Technical information
- Licensing authority: FCC
- Facility ID: 15264
- Class: C
- Power: 1,000 watts
- ERP: 250 watts (FM translator)
- Transmitter coordinates: 44°20′45″N 98°12′35″W﻿ / ﻿44.34583°N 98.20972°W
- Translator: 95.3 K237EL (Huron)

Links
- Public license information: Public file; LMS;
- Webcast: Listen Live

= KIJV =

Former branding.

KIJV (1340 AM) is a radio station licensed to serve Huron, South Dakota. The station is owned by Carolyn and Doyle Becker, through licensee Riverfront Broadcasting, LLC, and airs an adult contemporary music format.

The station was assigned the KIJV call sign by the Federal Communications Commission.

==Ownership==
In December 2003, Dakota Communications Ltd. (Duane Butt, president) reached an agreement to acquire this station and KZNC from Three Eagles Communications as part of a two-station deal for a reported $400,000. Dakota Communications has operated Huron's other two licensed radio stations, KOKK and KJRV-FM, since 1975.
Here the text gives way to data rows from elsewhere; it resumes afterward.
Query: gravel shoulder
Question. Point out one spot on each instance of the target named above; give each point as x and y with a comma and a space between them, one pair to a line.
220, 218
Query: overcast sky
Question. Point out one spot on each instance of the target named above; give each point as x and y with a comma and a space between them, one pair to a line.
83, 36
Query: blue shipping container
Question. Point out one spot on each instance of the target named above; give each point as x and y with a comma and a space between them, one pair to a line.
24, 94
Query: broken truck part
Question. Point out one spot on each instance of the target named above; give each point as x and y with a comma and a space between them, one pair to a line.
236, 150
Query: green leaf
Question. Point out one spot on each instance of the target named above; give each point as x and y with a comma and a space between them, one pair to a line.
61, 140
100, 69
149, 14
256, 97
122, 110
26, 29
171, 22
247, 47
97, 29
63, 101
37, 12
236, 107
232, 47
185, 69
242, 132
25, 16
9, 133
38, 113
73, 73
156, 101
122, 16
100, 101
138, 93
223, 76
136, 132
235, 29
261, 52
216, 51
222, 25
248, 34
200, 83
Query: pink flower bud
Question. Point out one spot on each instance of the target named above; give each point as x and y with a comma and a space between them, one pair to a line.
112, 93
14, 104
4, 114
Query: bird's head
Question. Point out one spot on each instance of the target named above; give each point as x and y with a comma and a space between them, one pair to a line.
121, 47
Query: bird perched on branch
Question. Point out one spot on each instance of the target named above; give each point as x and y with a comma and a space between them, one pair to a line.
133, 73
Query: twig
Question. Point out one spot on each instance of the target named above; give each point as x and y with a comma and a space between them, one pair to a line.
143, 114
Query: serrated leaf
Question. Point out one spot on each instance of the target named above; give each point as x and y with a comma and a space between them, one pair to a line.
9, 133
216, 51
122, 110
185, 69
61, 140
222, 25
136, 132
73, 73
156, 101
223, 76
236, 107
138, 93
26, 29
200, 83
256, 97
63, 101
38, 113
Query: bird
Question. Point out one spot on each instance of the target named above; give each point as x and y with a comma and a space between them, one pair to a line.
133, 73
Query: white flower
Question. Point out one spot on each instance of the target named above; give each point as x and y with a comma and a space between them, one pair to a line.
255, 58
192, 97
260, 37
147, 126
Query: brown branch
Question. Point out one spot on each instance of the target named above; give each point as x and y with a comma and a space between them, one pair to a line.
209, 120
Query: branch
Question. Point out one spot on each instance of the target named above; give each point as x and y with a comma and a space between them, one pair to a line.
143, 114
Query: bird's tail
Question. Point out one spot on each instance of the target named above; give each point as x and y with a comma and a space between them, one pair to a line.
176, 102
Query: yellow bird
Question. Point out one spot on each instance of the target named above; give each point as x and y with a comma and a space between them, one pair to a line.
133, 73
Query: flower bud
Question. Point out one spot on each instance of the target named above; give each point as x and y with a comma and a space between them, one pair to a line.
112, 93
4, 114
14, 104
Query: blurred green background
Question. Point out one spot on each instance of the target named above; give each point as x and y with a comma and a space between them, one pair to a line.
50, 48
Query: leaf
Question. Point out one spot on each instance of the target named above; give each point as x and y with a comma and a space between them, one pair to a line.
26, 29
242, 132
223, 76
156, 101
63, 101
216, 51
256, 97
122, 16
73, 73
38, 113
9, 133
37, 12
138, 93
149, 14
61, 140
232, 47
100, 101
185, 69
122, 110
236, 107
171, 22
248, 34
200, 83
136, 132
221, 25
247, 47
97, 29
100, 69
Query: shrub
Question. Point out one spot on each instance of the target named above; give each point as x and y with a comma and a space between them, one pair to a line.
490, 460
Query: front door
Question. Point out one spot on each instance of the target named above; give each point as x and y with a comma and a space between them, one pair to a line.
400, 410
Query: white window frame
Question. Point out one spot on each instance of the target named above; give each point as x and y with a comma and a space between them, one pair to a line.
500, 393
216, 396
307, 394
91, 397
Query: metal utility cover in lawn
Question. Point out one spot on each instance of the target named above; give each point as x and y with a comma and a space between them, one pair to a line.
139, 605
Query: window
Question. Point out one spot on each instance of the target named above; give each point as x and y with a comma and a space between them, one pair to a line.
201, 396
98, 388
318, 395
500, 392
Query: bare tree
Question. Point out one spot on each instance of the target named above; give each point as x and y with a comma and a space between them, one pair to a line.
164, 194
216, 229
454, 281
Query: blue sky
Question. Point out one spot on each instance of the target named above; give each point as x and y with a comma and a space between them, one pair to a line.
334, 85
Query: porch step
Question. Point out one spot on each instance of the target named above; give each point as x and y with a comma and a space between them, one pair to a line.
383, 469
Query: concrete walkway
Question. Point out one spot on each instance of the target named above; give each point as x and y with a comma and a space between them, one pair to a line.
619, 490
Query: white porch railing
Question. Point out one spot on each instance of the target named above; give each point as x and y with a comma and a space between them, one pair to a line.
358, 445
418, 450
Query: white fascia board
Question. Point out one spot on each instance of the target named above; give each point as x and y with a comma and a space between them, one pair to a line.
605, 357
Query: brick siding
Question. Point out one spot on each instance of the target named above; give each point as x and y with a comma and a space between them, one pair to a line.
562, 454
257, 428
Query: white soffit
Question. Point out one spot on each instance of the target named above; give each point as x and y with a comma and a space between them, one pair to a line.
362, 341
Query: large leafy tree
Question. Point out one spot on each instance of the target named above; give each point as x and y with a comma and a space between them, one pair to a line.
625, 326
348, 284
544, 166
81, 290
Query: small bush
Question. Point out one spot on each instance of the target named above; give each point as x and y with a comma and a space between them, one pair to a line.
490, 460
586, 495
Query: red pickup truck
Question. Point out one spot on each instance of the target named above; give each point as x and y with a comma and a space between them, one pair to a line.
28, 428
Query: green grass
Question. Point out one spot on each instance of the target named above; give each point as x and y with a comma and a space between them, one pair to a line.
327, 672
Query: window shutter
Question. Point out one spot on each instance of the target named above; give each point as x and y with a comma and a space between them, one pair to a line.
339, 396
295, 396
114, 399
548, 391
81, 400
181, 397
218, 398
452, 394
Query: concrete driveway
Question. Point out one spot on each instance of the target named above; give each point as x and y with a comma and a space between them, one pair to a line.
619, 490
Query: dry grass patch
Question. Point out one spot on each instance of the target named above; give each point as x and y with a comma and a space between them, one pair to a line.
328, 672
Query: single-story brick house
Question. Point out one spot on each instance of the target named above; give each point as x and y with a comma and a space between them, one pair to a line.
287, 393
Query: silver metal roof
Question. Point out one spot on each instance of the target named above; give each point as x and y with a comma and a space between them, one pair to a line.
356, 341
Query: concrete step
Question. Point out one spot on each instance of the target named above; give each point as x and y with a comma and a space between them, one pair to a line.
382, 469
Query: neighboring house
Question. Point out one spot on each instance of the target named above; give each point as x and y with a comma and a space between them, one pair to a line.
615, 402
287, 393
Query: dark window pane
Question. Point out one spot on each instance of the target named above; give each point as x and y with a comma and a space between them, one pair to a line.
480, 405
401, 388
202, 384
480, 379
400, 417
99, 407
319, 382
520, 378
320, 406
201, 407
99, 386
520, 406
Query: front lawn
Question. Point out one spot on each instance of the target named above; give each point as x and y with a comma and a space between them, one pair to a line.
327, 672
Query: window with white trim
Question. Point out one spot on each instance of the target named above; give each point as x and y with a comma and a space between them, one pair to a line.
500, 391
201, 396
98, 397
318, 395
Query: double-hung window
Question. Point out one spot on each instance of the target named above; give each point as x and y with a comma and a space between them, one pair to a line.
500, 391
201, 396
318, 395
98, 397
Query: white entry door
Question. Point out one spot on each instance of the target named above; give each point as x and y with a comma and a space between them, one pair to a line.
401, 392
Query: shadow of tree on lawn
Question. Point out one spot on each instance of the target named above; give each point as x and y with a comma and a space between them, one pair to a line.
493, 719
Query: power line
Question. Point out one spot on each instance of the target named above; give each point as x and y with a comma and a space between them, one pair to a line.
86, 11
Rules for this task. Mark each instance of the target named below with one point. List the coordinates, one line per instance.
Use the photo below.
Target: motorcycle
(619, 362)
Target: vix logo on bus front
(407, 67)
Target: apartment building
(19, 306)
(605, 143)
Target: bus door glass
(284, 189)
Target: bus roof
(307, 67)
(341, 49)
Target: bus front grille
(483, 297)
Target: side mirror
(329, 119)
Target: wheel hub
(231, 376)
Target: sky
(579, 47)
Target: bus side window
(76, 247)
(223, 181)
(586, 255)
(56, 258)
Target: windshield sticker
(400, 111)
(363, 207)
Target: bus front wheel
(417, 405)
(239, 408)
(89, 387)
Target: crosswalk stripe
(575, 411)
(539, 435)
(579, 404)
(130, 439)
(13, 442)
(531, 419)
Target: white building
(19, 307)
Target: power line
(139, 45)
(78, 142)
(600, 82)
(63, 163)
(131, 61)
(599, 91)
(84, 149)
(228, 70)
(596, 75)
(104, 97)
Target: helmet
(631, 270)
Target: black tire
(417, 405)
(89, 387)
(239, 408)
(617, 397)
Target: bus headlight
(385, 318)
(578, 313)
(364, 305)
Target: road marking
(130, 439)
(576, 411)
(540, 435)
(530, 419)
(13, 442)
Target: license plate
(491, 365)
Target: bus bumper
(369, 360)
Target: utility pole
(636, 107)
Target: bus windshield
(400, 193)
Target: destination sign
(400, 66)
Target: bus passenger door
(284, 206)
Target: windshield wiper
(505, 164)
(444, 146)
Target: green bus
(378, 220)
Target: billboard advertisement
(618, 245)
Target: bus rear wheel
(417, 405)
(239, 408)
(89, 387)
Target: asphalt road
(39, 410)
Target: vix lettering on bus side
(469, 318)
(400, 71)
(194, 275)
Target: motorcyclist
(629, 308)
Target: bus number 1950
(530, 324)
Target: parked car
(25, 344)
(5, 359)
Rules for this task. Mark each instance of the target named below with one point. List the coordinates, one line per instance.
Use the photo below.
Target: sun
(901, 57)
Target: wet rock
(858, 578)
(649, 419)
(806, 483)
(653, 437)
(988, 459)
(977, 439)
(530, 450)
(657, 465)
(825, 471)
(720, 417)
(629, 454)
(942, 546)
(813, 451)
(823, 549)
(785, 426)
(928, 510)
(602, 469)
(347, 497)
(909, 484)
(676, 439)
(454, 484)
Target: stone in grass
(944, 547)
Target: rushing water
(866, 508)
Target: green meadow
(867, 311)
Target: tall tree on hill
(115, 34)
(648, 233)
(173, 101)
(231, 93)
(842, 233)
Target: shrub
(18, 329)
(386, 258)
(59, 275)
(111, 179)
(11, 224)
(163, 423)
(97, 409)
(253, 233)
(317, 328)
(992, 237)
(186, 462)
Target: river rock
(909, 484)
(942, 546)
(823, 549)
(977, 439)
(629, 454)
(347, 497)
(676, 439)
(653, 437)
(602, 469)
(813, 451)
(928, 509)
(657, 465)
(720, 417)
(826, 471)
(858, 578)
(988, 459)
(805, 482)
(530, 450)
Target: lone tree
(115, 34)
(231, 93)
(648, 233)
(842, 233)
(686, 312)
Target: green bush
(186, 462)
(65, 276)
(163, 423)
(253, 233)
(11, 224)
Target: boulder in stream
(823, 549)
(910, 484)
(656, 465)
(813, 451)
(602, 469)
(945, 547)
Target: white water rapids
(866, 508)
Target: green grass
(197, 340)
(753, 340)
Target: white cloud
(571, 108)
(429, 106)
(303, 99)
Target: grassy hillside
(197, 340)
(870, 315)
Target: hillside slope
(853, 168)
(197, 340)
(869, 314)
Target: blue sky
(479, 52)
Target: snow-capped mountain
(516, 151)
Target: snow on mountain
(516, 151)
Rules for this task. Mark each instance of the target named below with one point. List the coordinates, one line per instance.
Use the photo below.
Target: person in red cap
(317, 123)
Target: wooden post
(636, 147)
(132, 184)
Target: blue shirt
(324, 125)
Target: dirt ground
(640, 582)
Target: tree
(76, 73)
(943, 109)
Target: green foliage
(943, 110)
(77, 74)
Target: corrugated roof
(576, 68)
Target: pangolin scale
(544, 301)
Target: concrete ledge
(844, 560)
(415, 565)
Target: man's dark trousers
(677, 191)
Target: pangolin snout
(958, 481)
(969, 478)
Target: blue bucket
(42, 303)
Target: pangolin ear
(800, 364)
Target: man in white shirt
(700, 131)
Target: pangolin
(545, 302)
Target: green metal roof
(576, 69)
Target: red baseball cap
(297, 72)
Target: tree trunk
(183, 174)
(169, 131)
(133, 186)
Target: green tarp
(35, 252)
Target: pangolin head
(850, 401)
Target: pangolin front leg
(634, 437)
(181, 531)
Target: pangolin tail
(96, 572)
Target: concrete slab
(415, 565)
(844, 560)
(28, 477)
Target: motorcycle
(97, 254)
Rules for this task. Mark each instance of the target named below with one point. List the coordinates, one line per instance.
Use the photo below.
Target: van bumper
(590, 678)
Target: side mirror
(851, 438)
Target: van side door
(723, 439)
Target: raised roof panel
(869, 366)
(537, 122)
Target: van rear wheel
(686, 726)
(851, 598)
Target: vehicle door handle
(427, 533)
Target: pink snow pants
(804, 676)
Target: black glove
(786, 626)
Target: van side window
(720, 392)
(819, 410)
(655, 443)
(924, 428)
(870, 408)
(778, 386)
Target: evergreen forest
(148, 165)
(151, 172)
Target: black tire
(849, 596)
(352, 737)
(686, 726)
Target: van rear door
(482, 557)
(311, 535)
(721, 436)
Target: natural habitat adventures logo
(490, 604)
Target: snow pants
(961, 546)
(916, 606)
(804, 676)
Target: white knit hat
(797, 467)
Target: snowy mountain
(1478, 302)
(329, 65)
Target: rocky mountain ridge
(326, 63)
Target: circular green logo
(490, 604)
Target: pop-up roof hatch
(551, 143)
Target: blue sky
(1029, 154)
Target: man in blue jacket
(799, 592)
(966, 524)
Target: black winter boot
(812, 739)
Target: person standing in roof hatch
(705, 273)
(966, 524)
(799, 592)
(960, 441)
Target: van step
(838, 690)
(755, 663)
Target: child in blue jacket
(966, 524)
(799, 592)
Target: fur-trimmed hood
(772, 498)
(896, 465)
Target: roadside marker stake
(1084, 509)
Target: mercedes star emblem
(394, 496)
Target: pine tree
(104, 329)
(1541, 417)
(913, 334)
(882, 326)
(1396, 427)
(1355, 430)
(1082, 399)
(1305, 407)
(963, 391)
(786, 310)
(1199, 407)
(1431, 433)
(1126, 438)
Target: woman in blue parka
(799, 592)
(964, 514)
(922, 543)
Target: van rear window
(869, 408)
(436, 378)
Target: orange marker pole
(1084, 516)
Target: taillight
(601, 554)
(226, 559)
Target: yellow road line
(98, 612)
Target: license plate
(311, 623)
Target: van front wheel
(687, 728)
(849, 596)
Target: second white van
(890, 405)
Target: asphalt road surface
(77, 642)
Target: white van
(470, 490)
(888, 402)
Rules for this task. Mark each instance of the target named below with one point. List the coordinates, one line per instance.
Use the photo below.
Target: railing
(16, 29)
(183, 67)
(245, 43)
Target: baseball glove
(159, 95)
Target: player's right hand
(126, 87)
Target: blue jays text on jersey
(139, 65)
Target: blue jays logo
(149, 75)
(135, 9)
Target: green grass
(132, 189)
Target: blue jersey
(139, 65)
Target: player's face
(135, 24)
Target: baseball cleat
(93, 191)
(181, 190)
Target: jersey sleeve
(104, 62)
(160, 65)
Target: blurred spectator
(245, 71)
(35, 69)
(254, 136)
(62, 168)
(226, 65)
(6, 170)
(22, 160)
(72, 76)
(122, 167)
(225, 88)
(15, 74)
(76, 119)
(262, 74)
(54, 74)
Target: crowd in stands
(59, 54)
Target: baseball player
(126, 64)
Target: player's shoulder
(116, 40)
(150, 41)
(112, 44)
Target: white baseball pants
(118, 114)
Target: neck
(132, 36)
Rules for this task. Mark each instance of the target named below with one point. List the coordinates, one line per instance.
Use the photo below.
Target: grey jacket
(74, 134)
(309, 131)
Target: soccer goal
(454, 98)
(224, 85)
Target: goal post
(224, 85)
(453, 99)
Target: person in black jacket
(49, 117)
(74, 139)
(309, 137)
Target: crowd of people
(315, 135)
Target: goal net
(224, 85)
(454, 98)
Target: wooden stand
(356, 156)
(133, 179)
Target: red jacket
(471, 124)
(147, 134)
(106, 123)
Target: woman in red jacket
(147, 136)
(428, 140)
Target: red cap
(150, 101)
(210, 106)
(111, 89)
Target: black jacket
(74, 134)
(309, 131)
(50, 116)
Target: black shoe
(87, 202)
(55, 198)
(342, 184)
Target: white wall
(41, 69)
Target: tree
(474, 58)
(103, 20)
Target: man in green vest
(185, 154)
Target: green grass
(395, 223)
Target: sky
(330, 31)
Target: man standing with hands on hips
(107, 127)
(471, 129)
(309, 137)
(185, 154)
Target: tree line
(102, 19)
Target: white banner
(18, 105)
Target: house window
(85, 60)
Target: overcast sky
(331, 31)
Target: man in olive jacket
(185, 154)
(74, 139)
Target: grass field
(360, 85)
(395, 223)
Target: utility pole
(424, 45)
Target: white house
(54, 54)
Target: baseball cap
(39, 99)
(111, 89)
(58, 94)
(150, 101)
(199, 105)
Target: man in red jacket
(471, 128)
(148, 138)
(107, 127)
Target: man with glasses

In August 2013, KIJV dropped its Oldies format in favor for Hot Adult Contemporary. Dakota Communications had previously operated a Hot AC format in the Huron market before moving KXLG to the Watertown, South Dakota market.

Effective December 31, 2022, Dakota Communications sold KIJV, sister stations KJRV and KOKK, and translator K237EL to Riverfront Broadcasting for $255,000.

==History==
KIJV began broadcasting June 30, 1947, as a Mutual affiliate (supplemented by transcriptions from NBC) on 1340 kHz with 250 W power. The first program featured civic officials and musicians from Huron College. The station was owned by the James Valley Broadcast Company.

In the 1960s, the station wanted to upgrade from 250 watts to 500 watts. The upgrade would prove problematic, because of CFSL in Weyburn, Saskatchewan, then on the same frequency.

Eventually, CFSL deleted its allotment on 1340, moving to 1190. The move allowed KIJV to upgrade its power, eventually to 1,000 watts.